Banque des mémoires

Banque des mémoires

Les étudiants des Masters accueillis à l’Institut de droit comparé (lien interne) sont amenés à rédiger un mémoire de recherche à l’occasion d’un séjour de recherche réalisé à l’étranger ou non. Certains de ces mémoires font ici l’objet d’une diffusion afin que les fruits de ces recherches comparatives soient connus par le plus grand nombre.

2018 / 2019

Le droit européen de la concurrence et l’accès au marché sportif en France et en Allemagne

Gabriel Charki, sous la direction de Claude BLUMANN

Un monopole est exercé par les fédérations sportives sur le marché de l’organisation des compétitions. Ce monopole résulte d’un état de fait qui a vu, à la fin du XIXème siècle, les fédérations sportives se substituer à l’État pour avoir toute la maitrise nécessaire dans l’uniformisation des différents sports à travers l’édiction et la sanction de la violation des règles du jeu qui doivent demeurer intangibles. Ce monopole a été reconnu par les États, notamment l’Allemagne et a même été légitimé législativement en France.

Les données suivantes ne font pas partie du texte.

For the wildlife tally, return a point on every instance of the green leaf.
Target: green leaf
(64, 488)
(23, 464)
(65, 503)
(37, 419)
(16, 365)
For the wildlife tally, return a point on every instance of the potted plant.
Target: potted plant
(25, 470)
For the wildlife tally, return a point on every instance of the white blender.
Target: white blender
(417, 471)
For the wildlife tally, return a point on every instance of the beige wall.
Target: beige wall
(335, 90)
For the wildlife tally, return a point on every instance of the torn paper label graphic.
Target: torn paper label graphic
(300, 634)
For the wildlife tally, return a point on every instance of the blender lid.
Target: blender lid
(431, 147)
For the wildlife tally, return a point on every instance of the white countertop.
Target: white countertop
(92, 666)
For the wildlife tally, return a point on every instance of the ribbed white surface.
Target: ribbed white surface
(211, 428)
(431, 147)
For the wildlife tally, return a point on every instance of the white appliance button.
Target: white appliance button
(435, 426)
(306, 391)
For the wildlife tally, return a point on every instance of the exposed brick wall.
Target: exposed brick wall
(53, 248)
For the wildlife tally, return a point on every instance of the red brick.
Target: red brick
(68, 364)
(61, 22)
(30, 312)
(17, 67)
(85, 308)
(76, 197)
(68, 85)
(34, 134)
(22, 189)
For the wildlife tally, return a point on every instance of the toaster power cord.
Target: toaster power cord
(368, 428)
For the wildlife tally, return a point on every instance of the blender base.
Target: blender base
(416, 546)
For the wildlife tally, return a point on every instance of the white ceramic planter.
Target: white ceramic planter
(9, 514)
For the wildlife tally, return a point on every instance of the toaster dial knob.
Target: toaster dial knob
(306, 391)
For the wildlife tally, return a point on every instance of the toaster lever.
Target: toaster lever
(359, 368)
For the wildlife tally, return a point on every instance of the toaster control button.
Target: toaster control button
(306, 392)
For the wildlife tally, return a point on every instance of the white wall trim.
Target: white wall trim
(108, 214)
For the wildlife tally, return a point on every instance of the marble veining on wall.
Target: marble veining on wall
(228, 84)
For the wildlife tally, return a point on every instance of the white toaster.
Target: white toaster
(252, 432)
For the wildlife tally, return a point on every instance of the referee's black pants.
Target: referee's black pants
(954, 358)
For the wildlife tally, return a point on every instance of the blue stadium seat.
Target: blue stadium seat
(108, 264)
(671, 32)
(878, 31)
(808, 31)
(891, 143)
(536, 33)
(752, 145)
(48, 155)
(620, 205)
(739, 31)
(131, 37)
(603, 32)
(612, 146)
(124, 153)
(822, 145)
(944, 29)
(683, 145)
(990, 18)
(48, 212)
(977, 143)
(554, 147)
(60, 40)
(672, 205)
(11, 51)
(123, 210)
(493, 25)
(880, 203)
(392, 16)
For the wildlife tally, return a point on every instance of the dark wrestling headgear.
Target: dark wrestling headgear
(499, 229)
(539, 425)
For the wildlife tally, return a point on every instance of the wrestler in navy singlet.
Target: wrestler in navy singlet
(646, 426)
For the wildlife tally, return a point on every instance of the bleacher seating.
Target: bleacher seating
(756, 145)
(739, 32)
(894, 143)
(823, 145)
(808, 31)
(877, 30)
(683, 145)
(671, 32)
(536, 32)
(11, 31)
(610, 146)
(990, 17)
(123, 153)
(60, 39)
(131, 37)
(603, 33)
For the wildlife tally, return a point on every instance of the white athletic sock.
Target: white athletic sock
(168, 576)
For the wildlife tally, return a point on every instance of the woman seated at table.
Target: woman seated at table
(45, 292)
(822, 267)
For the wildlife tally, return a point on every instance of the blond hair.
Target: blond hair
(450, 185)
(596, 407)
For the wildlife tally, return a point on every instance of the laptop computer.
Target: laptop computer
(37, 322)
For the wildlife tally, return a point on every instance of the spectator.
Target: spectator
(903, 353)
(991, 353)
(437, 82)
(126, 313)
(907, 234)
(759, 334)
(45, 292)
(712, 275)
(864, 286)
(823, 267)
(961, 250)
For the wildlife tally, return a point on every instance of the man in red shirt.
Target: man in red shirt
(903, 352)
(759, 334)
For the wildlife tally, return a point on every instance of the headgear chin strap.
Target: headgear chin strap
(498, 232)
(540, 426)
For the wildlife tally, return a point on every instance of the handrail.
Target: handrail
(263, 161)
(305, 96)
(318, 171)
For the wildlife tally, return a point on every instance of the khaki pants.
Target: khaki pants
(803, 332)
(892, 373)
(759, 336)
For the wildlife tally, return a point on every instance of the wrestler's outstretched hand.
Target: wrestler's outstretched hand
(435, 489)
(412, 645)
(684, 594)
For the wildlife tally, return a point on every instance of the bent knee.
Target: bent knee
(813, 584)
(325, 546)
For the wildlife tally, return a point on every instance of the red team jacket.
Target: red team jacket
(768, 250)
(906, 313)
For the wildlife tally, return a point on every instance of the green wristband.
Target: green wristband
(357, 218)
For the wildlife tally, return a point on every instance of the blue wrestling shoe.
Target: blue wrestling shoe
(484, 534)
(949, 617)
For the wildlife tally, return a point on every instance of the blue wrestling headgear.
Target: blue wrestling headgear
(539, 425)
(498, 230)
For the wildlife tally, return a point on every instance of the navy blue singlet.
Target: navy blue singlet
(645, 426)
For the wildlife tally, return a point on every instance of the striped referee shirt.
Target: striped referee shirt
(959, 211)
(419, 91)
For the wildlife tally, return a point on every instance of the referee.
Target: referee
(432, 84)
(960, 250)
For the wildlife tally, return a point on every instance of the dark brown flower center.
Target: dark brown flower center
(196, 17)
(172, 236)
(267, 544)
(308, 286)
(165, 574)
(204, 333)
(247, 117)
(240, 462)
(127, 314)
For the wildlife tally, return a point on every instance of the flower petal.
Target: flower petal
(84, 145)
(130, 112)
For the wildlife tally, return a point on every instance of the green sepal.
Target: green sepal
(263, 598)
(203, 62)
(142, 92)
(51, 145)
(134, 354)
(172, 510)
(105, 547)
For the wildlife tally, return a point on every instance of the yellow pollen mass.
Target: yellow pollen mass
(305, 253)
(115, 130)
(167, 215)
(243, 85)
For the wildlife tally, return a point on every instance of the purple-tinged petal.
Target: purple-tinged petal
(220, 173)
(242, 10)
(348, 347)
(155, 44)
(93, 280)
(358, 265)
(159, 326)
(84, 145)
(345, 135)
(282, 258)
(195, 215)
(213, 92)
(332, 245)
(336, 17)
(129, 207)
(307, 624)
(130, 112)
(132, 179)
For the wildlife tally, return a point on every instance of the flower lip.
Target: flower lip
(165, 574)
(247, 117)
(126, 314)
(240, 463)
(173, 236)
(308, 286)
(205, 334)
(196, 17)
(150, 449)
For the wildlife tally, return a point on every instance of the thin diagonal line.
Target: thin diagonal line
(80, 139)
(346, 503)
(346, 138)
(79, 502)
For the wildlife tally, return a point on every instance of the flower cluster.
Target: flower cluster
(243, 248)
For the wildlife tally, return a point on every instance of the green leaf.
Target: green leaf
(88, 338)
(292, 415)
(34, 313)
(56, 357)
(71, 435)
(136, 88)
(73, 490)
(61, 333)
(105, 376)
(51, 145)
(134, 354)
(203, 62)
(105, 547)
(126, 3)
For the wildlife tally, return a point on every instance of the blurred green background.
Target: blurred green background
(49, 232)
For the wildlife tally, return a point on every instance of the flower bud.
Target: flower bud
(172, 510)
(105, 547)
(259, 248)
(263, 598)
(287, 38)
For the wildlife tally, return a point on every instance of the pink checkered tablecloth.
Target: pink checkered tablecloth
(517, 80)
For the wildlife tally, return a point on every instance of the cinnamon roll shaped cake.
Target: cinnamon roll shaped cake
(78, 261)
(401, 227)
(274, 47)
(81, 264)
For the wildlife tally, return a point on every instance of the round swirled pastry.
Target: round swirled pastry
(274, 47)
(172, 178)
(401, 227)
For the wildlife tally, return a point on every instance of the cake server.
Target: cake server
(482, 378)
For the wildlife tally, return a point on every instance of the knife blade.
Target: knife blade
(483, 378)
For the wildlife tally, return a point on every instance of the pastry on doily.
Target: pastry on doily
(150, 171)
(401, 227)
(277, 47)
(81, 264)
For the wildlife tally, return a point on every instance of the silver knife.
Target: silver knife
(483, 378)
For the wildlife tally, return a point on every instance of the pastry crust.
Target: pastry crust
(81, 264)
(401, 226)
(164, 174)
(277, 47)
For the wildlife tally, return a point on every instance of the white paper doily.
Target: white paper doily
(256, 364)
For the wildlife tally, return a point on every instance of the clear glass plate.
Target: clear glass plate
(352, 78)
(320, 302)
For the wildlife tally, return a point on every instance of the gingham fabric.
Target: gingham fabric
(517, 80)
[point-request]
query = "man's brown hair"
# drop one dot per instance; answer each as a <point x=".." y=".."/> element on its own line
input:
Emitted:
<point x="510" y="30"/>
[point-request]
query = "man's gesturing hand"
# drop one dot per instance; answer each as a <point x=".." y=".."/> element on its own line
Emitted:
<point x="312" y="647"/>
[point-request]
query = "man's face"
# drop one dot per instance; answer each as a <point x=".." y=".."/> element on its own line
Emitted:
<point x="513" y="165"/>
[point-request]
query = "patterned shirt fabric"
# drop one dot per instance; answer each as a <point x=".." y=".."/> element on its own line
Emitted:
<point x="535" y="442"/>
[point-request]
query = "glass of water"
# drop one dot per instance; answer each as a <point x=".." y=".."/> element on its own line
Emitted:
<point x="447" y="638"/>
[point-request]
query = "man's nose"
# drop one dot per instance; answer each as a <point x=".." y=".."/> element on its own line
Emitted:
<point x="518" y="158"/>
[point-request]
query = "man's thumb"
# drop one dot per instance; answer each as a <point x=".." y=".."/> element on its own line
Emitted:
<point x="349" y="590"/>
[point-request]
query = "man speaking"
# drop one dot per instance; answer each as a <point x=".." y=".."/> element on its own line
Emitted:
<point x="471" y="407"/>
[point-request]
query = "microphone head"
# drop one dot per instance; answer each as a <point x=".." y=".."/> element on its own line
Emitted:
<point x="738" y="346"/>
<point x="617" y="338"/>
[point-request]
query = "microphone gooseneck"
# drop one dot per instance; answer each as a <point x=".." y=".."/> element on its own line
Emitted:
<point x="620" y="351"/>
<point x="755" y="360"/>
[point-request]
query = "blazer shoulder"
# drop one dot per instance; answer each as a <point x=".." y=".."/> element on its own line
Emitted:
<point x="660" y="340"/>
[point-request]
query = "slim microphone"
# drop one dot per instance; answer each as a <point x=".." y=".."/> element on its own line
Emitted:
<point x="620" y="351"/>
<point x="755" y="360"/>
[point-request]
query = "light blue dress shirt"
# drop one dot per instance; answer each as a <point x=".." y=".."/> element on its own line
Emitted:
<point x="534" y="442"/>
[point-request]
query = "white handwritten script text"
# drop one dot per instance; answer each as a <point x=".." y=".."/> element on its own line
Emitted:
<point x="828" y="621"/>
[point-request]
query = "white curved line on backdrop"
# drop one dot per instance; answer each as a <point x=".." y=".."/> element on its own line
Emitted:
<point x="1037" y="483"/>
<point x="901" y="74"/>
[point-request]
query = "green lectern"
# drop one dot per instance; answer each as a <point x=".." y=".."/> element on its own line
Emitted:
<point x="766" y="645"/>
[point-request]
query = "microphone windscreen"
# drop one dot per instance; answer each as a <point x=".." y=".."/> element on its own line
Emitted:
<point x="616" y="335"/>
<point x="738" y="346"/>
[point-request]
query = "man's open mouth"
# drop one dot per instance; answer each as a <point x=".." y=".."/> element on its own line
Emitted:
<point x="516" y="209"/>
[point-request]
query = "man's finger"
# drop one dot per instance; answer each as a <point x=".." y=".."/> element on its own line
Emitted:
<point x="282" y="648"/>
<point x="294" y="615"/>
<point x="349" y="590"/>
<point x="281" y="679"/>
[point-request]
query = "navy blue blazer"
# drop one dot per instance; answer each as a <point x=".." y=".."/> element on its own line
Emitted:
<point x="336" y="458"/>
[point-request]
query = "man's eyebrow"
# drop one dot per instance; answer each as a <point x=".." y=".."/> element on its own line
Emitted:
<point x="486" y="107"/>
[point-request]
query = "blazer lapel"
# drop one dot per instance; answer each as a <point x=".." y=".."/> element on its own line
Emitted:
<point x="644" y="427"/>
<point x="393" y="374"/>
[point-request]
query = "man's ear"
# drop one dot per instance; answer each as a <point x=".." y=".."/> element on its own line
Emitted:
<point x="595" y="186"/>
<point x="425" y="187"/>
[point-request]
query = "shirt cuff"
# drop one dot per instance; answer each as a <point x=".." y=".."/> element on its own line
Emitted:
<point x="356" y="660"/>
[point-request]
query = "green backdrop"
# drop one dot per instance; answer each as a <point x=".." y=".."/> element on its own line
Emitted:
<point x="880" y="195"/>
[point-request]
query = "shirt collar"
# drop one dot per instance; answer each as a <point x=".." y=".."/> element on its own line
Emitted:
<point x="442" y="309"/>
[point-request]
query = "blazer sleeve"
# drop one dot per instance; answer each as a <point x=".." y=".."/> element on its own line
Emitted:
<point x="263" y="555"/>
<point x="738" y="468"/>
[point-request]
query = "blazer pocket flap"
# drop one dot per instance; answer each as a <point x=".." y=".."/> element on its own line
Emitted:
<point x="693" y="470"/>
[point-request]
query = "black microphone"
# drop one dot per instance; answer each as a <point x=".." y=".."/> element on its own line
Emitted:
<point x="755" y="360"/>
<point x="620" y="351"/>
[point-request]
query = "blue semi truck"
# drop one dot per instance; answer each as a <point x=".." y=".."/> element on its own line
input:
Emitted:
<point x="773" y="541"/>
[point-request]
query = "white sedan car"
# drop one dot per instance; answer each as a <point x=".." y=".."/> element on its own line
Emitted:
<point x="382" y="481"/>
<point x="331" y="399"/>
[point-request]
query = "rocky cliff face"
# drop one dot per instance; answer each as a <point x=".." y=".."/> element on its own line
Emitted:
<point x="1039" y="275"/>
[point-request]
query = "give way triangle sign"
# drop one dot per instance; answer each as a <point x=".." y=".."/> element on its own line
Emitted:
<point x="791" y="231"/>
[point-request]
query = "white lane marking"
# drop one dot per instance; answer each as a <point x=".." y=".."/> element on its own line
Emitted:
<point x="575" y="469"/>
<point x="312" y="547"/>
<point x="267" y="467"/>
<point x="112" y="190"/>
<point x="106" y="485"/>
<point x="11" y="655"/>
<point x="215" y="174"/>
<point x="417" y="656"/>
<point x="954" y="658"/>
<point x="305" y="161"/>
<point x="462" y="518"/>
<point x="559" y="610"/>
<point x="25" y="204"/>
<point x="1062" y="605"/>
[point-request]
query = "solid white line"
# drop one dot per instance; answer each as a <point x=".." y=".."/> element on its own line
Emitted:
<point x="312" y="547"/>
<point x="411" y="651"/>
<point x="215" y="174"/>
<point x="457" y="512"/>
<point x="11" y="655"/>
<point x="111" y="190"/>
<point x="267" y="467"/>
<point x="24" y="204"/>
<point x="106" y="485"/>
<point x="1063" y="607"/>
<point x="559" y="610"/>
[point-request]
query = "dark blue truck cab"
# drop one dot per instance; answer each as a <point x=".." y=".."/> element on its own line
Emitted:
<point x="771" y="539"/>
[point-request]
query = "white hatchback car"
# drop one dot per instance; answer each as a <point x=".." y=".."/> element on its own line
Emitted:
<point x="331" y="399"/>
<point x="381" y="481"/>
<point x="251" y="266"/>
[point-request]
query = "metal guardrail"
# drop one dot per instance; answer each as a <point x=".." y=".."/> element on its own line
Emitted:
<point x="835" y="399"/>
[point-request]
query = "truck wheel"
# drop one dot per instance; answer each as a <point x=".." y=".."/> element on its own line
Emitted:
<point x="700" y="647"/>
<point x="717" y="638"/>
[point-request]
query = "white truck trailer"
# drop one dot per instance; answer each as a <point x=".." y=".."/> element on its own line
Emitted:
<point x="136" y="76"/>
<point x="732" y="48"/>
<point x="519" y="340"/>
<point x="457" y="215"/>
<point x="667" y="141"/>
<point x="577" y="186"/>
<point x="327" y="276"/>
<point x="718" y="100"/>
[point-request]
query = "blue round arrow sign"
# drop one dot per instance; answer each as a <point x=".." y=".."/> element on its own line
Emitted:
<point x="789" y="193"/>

Ce monopole était donc initialement justifié, car il permettait d’assurer un déroulement uniforme des compétitions sportives partout dans le monde et de sanctuariser les règles sportives, afin que toutes les compétitions puissent offrir une totale équité aux participants.

Pour autant, de ce monopole découlent des comportements qui violent le droit européen de la concurrence : des ententes entre les différents niveaux de fédération, lesquelles sont prohibées par l’article 101 TFUE, et des abus de position dominante par chaque fédération, lesquels sont prohibés par l’article 102 TFUE. Or, ce comportement est aujourd’hui difficilement justifiable puisque les règles des différents sports ne font plus l’objet d’aucune contestation. D’ailleurs, il serait même dangereux d’y déroger car cela serait sanctionné d’une part, par les athlètes qui ne voudraient pas participer à de telles compétitions, et d’autre part par les consommateurs qui ne voudraient pas d’un tel spectacle.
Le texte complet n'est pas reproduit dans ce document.